As far as what-if scenarios go, “Grudge Match” floats one that’s hard to beat: What if Rocky Balboa fought Jake LaMotta?
Though Sylvester Stallone and Robert De Niro are hardly doing an exact reprise of their pugilist icons from “Rocky” and “Raging Bull” here, even faintly suggesting this fantasy bout has novelty value. There’s also value in the oddity of seeing these two stars work together, although Stallone’s “Expendables” spotlight-sharing and De Niro’s increasingly undiscriminating tastes make this seem like casting we should’ve seen coming.
It’s also a match-up that comes about three decades late. Director Peter Segal (2005’s “The Longest Yard”) and his writers get this, and they actively acknowledge it through their characters’ skepticism about bringing closure to a “Fight That Never Was.” But that presents a big task: projecting freshness when so much is self-deprecatingly made of how creaky this all is.

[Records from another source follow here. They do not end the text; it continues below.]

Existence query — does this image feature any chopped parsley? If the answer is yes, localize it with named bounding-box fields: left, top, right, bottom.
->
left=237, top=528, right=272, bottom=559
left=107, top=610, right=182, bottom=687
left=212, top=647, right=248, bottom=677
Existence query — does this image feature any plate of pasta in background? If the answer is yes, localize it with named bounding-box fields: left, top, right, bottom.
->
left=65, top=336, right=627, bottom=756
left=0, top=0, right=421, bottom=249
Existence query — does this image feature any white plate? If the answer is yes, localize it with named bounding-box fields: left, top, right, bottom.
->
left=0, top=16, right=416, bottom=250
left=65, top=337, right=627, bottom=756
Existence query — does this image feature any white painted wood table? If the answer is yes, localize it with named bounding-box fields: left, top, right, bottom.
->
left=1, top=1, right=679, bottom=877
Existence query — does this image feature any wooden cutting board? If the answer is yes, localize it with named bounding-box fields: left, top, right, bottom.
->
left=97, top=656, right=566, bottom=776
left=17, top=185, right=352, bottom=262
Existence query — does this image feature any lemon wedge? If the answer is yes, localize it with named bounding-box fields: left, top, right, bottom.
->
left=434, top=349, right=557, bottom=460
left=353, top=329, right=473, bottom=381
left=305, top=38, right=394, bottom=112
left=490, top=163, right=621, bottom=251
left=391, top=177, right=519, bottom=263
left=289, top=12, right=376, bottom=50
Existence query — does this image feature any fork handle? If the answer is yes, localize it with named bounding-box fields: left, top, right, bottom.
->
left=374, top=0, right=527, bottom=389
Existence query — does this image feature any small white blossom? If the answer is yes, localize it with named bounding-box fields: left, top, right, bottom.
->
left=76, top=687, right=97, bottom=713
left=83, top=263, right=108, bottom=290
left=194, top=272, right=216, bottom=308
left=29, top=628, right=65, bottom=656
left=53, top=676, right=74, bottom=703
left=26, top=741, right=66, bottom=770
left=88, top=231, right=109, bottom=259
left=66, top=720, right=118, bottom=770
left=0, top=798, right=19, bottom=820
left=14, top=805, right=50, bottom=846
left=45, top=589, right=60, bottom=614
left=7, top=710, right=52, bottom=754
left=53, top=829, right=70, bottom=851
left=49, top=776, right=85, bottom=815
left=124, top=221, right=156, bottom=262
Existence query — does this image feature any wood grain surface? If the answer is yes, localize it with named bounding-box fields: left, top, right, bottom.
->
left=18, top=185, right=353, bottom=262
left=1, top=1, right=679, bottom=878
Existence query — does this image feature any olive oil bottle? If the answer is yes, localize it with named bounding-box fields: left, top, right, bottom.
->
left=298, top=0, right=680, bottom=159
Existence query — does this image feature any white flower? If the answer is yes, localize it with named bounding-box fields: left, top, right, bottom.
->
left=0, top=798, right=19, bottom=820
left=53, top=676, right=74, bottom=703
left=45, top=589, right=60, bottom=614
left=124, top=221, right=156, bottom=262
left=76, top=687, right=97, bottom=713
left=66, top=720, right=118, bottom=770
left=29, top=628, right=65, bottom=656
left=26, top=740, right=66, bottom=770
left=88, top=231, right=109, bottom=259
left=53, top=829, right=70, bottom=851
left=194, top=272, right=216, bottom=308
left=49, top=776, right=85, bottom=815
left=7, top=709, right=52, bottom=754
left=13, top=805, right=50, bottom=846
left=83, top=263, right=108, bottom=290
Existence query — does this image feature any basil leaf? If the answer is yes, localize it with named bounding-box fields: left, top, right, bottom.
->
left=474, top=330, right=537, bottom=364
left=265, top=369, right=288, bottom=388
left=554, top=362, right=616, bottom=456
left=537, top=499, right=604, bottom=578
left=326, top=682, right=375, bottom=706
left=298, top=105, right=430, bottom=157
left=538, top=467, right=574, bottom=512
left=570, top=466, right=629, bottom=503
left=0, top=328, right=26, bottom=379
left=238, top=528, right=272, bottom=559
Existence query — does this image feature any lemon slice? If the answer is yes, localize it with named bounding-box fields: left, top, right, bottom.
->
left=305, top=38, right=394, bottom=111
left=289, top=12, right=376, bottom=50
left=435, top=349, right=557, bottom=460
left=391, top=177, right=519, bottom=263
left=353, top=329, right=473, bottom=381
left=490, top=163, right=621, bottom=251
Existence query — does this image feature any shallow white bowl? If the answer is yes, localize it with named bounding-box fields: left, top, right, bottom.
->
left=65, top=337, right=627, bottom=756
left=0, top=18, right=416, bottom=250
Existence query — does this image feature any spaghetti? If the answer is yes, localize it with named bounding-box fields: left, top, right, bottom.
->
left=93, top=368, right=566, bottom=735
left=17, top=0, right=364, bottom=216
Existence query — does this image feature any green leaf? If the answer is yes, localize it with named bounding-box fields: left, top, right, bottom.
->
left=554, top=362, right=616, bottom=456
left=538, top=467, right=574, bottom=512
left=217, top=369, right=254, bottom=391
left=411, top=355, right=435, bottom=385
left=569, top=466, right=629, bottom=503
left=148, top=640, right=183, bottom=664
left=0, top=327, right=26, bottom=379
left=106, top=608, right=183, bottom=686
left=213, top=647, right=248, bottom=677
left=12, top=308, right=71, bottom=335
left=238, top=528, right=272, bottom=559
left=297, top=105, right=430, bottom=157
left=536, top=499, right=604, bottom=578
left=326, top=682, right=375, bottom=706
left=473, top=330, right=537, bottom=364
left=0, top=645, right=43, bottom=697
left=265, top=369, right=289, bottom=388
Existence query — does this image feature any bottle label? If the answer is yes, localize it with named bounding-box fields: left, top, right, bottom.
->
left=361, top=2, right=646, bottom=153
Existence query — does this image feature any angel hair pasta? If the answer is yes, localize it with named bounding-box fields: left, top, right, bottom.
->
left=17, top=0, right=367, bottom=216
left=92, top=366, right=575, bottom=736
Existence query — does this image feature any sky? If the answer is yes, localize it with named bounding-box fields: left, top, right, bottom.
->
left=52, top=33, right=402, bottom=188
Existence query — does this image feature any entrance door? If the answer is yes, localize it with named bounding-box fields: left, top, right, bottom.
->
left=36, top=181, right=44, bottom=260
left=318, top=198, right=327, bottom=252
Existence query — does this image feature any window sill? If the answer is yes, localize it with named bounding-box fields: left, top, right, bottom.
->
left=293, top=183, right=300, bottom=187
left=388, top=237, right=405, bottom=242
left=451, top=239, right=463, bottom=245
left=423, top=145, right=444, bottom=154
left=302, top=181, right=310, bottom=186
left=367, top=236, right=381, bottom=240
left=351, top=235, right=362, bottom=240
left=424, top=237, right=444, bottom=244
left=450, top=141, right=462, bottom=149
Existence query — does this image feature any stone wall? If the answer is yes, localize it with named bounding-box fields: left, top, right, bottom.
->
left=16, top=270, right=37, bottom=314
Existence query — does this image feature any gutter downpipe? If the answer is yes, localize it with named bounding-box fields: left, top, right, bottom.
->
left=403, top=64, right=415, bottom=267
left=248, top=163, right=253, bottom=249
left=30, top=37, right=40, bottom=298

In an opener that cleverly repurposes “Rocky” and “Raging Bull” footage, we learn that Henry “Razor” Sharp (Stallone) and Billy “The Kid” McDonnen (De Niro) are Pittsburgh-bred archrivals who split a pair of epic fights in the ’80s. They were headed for a decisive third contest when Razor abruptly quit the sport. Fast-forward all those years, and unassuming Razor is a mill worker still ducking why’d-ya-do-it questions from buddies and his cantankerous trainer (Alan Arkin, giving Burgess Meredith a mischievous streak and a potty mouth). Unrepentant party guy Kid has done better, putting his money into a restaurant where he’s fawned over by nostalgists and does stand-up as awful as LaMotta’s. But it’s clear it still eats at him that he never got another shot at his nemesis.

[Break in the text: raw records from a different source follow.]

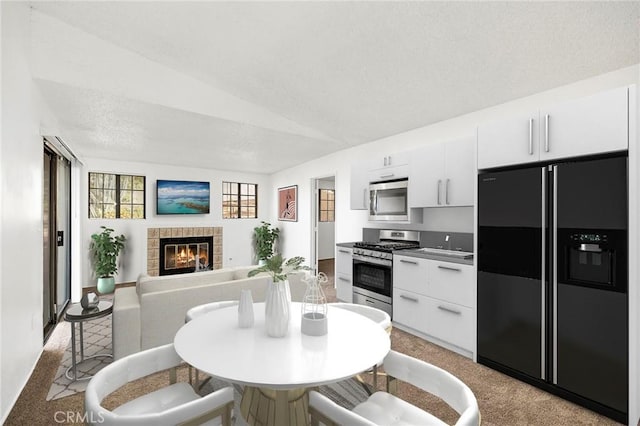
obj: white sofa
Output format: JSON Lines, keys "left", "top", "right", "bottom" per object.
{"left": 112, "top": 266, "right": 306, "bottom": 360}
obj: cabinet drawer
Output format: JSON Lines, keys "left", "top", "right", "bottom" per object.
{"left": 393, "top": 289, "right": 428, "bottom": 335}
{"left": 426, "top": 298, "right": 474, "bottom": 352}
{"left": 335, "top": 273, "right": 352, "bottom": 303}
{"left": 393, "top": 255, "right": 428, "bottom": 295}
{"left": 427, "top": 261, "right": 474, "bottom": 307}
{"left": 336, "top": 248, "right": 353, "bottom": 276}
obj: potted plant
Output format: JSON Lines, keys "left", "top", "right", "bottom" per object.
{"left": 248, "top": 254, "right": 309, "bottom": 337}
{"left": 90, "top": 226, "right": 126, "bottom": 294}
{"left": 254, "top": 221, "right": 280, "bottom": 264}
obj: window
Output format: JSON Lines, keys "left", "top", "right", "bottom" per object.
{"left": 89, "top": 172, "right": 145, "bottom": 219}
{"left": 319, "top": 189, "right": 335, "bottom": 222}
{"left": 223, "top": 181, "right": 257, "bottom": 219}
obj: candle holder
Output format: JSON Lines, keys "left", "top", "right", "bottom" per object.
{"left": 301, "top": 272, "right": 328, "bottom": 336}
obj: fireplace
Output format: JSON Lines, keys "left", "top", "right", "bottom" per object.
{"left": 159, "top": 236, "right": 214, "bottom": 276}
{"left": 147, "top": 227, "right": 222, "bottom": 276}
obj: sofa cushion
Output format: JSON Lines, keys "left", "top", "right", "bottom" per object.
{"left": 137, "top": 268, "right": 236, "bottom": 295}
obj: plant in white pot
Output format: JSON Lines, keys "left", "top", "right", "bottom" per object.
{"left": 90, "top": 226, "right": 126, "bottom": 294}
{"left": 248, "top": 254, "right": 309, "bottom": 337}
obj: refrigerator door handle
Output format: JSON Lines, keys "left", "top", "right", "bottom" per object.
{"left": 541, "top": 167, "right": 546, "bottom": 380}
{"left": 552, "top": 165, "right": 558, "bottom": 385}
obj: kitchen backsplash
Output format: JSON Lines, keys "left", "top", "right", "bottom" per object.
{"left": 362, "top": 228, "right": 473, "bottom": 252}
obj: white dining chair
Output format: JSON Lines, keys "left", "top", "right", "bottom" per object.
{"left": 85, "top": 343, "right": 234, "bottom": 426}
{"left": 185, "top": 300, "right": 239, "bottom": 323}
{"left": 330, "top": 302, "right": 391, "bottom": 392}
{"left": 308, "top": 350, "right": 480, "bottom": 426}
{"left": 185, "top": 300, "right": 239, "bottom": 388}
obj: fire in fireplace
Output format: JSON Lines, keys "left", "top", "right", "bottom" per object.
{"left": 159, "top": 236, "right": 214, "bottom": 276}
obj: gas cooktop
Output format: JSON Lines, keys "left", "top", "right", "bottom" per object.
{"left": 353, "top": 241, "right": 420, "bottom": 252}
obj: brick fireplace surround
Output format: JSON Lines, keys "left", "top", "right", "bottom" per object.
{"left": 147, "top": 227, "right": 223, "bottom": 276}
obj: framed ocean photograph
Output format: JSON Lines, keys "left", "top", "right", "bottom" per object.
{"left": 156, "top": 180, "right": 210, "bottom": 215}
{"left": 278, "top": 185, "right": 297, "bottom": 221}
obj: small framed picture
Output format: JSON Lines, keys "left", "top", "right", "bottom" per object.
{"left": 278, "top": 185, "right": 297, "bottom": 221}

Enter a wannabe promoter (Kevin Hart, verbally sprinting as always) with a pitch to have the two square off as video game characters. (Wasn’t that a plot point in “Rocky VI”?) When their confrontational game-recording session — in motion-capture unitards! — blows up on YouTube, they’re on their way to getting back in the ring for real. Creakily, of course, and with some misgivings about the cholesterol risk of egg-chugging. Razor soon reconnects with his long-lost true love (Kim Basinger, passable but still no comedienne). In a forced story thread, Kid meets the adult son he’s never known (Jon Bernthal). And eventually, we do get an intriguing answer to that early-retirement mystery.

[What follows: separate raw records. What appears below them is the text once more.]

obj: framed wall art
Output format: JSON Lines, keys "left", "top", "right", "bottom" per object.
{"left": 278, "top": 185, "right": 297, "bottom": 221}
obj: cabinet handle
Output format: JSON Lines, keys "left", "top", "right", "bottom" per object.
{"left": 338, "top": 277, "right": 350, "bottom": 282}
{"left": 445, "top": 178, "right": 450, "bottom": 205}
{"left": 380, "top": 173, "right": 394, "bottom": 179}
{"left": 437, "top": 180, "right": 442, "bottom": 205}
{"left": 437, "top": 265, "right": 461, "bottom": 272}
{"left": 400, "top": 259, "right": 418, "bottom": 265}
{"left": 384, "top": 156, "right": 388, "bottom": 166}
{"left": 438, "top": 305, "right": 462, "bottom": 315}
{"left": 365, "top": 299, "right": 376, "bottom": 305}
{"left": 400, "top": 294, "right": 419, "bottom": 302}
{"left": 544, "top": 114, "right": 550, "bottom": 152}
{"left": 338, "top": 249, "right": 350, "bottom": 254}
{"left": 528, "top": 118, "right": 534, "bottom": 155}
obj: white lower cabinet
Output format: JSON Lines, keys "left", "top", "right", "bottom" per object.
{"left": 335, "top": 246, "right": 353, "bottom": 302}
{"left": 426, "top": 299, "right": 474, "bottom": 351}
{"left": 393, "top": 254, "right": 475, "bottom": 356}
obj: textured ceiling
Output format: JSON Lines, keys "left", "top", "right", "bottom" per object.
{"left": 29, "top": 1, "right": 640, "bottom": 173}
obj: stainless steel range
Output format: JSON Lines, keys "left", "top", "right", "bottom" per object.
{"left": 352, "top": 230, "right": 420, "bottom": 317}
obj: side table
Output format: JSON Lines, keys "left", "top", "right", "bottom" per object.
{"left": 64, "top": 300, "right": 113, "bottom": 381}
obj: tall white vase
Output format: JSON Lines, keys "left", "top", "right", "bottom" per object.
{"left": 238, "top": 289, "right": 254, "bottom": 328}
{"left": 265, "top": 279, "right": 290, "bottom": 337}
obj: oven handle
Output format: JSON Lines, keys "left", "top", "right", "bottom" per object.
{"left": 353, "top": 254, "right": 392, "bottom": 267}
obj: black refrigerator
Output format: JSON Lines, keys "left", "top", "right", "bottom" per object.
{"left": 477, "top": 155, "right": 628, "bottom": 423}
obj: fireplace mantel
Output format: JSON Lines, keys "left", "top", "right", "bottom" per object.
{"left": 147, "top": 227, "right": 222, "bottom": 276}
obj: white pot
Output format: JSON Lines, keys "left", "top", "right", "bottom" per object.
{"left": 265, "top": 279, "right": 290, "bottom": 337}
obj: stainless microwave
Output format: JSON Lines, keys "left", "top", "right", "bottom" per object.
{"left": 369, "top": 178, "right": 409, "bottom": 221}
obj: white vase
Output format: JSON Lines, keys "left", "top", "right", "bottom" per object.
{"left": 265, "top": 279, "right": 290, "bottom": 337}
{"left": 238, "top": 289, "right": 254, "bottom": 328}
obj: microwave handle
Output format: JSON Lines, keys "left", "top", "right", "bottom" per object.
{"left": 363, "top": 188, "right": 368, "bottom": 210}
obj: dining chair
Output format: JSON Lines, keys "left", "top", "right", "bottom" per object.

Still, most are likely here for the sport far more than for drama in the “yo, Adrian” vein. But we can only get so fired up for a showdown between aging characters whose commitment and scorn come and go, and featuring actors content to play it that way, however game they are to get physical. Stallone and De Niro simply don’t generate enough combative spark to make this anything more than an amiably mediocre diversion.